Tarde de domingo, pouca coisa a fazer, meu time está numa fase péssima que mais perde do que ganha; no dia anterior fui o palestrante de um evento, no qual o único presente fui eu; nem a organizadora apareceu. Perorei aos tijolos e fui embora. Resolvo, então, ir ao Shopping no horário do jogo e, assim, evitar mais uma decepção. Depois, descobri que realmente estava certo e que meu time perdera novamente.
Quase novembro, mas a loucura por comprar invade as almas das pessoas e mesmo no final do mês o cartão de crédito continua satisfazendo os desejos de aquisição. Olho para o pátio do estacionamento lotado e antevejo o empurra-empurra que deve estar dentro do local, a mistura de suores e perfumes, gente apressada como se fosse perder o vagão do metrô. Respiro fundo e investido de muita coragem urbana adentro o recinto dos desejos consumistas.
Cidade de porte médio, às vezes, é um horror. Não há lugar para ir, poucas opções de lugares a se frequentar e mesmo com uma festa literária ocorrendo, as pessoas optam pelo Shopping. Optei por ele também por motivos diversos, que o longo arco entre o céu o inferno não pode explicar.
Inicio o passeio. Mulheres com as melhores roupas, afinal se não usarem no Shopping, não terão onde usar. Homens, nos seus papéis de provedores, torcendo os narizes e balançando as cabeças a desaprovar as compras das esposas; já os noivos estão mais felizes e, ainda, sorriem diante das compras de suas futuras parceiras, afinal, as brigas podem ficar para depois.
Para minha surpresa o Shopping está quase inteiro decorado para o Natal. Árvores natalinas, papais-noéis, pinheiros, bolas vermelhas, laços dourados, lenhadores, bichinhos, presépios, tudo o que as festas natalinas têm direito. Só falta o bom velhinho, que de acordo com o anúncio deve chegar no dia 11 de novembro. Mas, tem outro Shopping da cidade que chega no dia 05. O sonho não pode esperar.

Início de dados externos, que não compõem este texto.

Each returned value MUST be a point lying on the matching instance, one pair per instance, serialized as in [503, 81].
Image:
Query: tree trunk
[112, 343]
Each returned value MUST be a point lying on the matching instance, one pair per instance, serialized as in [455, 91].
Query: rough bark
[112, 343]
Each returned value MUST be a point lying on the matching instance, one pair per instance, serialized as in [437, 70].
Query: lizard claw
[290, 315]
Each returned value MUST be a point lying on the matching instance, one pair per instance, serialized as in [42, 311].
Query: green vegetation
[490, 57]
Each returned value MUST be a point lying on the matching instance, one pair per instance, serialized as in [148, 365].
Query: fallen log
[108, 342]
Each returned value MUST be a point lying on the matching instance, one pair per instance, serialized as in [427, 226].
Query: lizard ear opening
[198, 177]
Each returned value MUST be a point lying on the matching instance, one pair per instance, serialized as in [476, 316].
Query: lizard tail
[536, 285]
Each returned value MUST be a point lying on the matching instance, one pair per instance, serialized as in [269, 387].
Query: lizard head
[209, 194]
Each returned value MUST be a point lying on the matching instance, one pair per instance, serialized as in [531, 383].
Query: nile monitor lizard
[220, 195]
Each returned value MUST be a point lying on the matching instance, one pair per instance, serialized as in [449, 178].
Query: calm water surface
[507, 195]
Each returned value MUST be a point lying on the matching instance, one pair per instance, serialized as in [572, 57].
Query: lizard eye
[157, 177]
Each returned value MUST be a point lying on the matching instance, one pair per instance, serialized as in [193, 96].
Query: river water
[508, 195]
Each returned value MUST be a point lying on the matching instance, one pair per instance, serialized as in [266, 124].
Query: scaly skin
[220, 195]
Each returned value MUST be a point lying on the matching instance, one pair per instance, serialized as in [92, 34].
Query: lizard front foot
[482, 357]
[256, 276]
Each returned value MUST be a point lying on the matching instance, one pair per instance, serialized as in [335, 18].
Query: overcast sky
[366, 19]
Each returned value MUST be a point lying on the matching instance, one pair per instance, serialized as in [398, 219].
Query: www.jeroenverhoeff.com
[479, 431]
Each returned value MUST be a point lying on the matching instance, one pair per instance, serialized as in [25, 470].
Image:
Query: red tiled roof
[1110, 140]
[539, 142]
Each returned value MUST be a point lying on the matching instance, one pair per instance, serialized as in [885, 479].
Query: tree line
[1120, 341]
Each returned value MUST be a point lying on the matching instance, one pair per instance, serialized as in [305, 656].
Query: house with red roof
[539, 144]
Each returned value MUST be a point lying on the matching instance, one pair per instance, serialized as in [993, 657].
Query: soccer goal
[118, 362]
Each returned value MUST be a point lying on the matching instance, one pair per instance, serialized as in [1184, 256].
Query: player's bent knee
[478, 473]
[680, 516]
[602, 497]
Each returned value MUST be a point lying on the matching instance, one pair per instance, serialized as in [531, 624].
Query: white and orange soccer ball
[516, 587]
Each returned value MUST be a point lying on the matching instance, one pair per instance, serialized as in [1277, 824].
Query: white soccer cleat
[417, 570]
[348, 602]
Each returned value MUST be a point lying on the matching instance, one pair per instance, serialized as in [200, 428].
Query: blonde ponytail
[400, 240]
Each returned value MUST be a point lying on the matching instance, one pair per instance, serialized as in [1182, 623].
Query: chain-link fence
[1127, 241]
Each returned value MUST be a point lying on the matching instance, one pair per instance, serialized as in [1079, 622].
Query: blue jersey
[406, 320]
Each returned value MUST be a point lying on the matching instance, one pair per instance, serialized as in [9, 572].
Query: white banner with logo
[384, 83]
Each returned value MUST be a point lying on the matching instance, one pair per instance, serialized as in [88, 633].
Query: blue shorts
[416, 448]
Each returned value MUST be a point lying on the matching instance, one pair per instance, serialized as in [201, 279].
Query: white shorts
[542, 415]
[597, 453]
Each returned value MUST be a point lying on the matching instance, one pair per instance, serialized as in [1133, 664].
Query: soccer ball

Sem a presença do bom velhinho, o movimento em torno do local decorado ainda é pequeno e atrai pouco as pessoas.
Quando olho para o lado vejo uma menininha. Está com um vestidinho azul, sandália dourada nos pés, uma pulseirinha de ouro no braço e o cabelo castanho levemente bagunçado. Devia ter menos de dois anos, porque a pequena cerca a impedia de ver todo o cenário. Parada, como se estivesse sozinha, sem timidez alguma ela se agarra à cerquinha, fica ligeiramente na pontinha de seus diminutos pés e olha entre o assombro e o maravilhamento para aquele cenário.
A menininha não sorri, apenas olha encantada para aquele mundo de fantasia. Como se dissesse para si mesma: eu sei que ainda não é Natal, mas estou esperando o Papai Noel chegar. Esse modo livre de normas sociais fez meu mundo de fantasias abrir-se àquele gesto meigo, simples e descompromissado com as compras; livre para sonhar o Natal que ainda existirá dentro dela.
O resto do Shopping desapareceu e o espelho da infância abriu para mim o afago doce da fantasia. Não despregava os olhos daquela cena, embebido no olhar daquela bebê. Ouvi dizer, que as crianças deixam de ser bebês depois dos dois anos, então ela era uma bebê e eu o guardião daquela cena, preocupado com os adultos à sua volta, pois era possível que pisassem em seus pezinhos ou, então, a empurrassem. Naquele momento estava disposto a tudo para mantê-la naquele universo e armei-me de uma face sombria.
Meu domingo mudou de uma hora para outra. Pude sorrir naquele instante. Não sei ao certo quanto tempo durou, talvez apenas o tempo entre o subir e o descer dos pés; suficiente para me libertar deste mundo e viver a intensidade de um presente sem fim.
Logo, chegou uma mulher, abaixou e falou algo ao ouvido da bebê; ela sorriu, deu os bracinhos e alçada aos ares voou como um anjo no fim da tarde. Aquela mãe roubou o meu anjo de Natal, mas deixou a marca de uma esperança boba e inocente que me fez melhor, pelo menos na fração de tempo que puder admirar algo fora de mim.
Fui para casa sentindo uma felicidade infantil, porque aquele momento ninguém o roubará mais de mim.
À tarde e solitário vi um anjo nascer e meus olhos ganharam asas.